The festival, now in its seventh year, has an all-star line-up of country and rock acts. In addition to The Mavericks at 7:30 p.m., the two stagees will include Pampa-based rock band City Will Shake at noon, Americana band Shane Smith & The Saints at 1:30 p.m., folk-rock trio The Ballroom Thieves at 3 p.m., Americana singer Bonnie Bishop at 4:30 p.m., and Texas country favorites Charlie Robison at 6 p.m. and The Randy Rogers Band at 9:30 p.m.

Tickets are $25, plus fees, in advance at the festival's website and $35 at the gate (cash only).

Gates open at 11:30 a.m. at Jones Pavilion, 1101 N. Sixth St. Food and non-alcoholic drinks will be sold, and coolers are allowed without glass containers. 

Perez said Mono shows the band's "tremendous growth" since its founding in 1989 by singer Raul Malo, drummer Paul Deakin and since-departed members Robert Reynolds and Ben Peeler.

"I think so many thing have changed about what we do and how we do it, and that does reflect in the music," Perez said. "It's very brave and very alive and very pointedly intentioned to what we're doing musically. We are trying to say something, trying to express how we feel in this business."

Though the band is feeling creatively inspired these days, that wasn't the case back in 2003-04, around the time Perez originally signed on.

"The business can wear you down and it can really have you hating the thing that you once loved to do," Perez said. "Raul had felt that, musically, he couldn't give anything that has any real artistic value.

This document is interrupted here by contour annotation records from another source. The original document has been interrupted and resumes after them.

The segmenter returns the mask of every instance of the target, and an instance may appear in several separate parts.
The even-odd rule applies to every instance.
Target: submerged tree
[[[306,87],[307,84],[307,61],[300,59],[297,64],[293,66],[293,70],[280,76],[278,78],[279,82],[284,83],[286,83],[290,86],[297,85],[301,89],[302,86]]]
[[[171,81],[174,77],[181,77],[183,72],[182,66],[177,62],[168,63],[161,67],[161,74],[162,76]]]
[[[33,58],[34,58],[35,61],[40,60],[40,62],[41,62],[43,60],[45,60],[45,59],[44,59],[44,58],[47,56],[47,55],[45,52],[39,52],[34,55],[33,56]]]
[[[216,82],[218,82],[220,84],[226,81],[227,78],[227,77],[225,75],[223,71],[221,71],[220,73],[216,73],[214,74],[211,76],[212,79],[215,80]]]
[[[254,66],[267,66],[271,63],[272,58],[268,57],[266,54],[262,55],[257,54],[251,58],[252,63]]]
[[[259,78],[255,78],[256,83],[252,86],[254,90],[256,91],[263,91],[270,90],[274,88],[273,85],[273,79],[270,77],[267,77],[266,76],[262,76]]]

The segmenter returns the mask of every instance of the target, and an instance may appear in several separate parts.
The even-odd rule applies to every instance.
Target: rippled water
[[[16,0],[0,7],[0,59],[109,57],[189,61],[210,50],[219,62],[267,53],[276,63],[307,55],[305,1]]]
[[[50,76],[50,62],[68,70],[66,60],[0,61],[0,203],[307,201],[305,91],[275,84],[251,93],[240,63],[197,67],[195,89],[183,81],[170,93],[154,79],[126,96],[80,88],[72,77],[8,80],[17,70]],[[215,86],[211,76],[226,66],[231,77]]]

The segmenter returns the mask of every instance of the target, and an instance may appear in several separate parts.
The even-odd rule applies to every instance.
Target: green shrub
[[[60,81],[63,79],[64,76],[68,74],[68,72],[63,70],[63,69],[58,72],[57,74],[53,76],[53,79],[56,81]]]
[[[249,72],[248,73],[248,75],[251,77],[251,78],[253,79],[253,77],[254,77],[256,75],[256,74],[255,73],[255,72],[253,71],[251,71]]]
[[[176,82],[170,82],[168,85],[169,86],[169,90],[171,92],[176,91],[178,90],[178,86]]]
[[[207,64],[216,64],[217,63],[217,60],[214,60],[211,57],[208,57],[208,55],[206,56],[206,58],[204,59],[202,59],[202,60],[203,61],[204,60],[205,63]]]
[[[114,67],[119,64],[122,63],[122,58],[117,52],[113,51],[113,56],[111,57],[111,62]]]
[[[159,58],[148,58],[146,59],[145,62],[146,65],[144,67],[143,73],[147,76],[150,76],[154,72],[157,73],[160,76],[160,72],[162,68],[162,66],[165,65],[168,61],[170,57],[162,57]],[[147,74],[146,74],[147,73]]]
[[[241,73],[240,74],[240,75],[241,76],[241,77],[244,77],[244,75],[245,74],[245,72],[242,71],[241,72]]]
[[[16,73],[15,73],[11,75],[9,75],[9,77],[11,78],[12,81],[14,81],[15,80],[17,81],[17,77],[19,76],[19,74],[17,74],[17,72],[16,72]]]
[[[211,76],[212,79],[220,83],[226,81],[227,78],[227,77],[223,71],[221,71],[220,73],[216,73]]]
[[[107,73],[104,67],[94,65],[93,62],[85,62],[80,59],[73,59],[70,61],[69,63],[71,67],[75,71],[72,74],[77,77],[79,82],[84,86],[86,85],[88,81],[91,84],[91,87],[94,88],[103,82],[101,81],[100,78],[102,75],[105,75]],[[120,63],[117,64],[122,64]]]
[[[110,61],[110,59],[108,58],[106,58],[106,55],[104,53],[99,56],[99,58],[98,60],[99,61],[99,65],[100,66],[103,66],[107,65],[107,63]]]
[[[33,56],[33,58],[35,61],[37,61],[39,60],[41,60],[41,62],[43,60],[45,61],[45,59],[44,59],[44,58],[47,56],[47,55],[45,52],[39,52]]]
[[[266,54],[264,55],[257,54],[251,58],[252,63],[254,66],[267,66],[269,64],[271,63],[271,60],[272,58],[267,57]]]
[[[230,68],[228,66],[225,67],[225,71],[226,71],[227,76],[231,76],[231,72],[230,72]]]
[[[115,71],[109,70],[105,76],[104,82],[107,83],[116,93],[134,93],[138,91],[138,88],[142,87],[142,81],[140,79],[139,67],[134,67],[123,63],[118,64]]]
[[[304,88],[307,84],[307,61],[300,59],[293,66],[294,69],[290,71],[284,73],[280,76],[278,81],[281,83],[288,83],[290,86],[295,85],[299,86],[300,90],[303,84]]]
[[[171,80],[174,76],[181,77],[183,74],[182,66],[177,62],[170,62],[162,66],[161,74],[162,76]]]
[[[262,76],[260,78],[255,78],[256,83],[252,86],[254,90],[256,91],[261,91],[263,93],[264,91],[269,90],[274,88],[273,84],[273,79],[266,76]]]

"The way the band has worked, we thrive off his creative link. 'El Maestro' is what I like to call him, and when El Maestro is not inspired, he's not inspired," Perez said. "Creatively, there was no focus because there was no real, in my opinion, inspiration to bear down and give what it takes to put some kind of cohesive art piece together."

It wasn't just creative exhaustion, though. The band has been open about Reynolds' opiate addiction leading to his being dismissed from the band in 2014.

"The bigger something gets, the more chance you have for it to be corrupted in some kind of way," Perez said. "The easier it becomes for you to lose yourself along the way. ... Too much of a good thing can be too much of a good thing.

"I think Robert is doing what he thinks he needs to do. ... I feel sadness for him that he can't be with us to enjoy this part of the ride," Perez said. "We all wish him well. We all view him as a brother. The door is always open."

Soon, the band will release a live double album compiled from shows on last year's "whirlwind of a tour," Perez said. 

"I believe it (will be) a very special record. I feel like we're bringing people into the building and going a step further and putting them on the front row of our live show," Perez said. 

Shortly after that, Perez said fans should expect a new studio album as well.

"It's very forward-moving," Perez said. "We're really on our game right now. I guess that's why I'm so proud."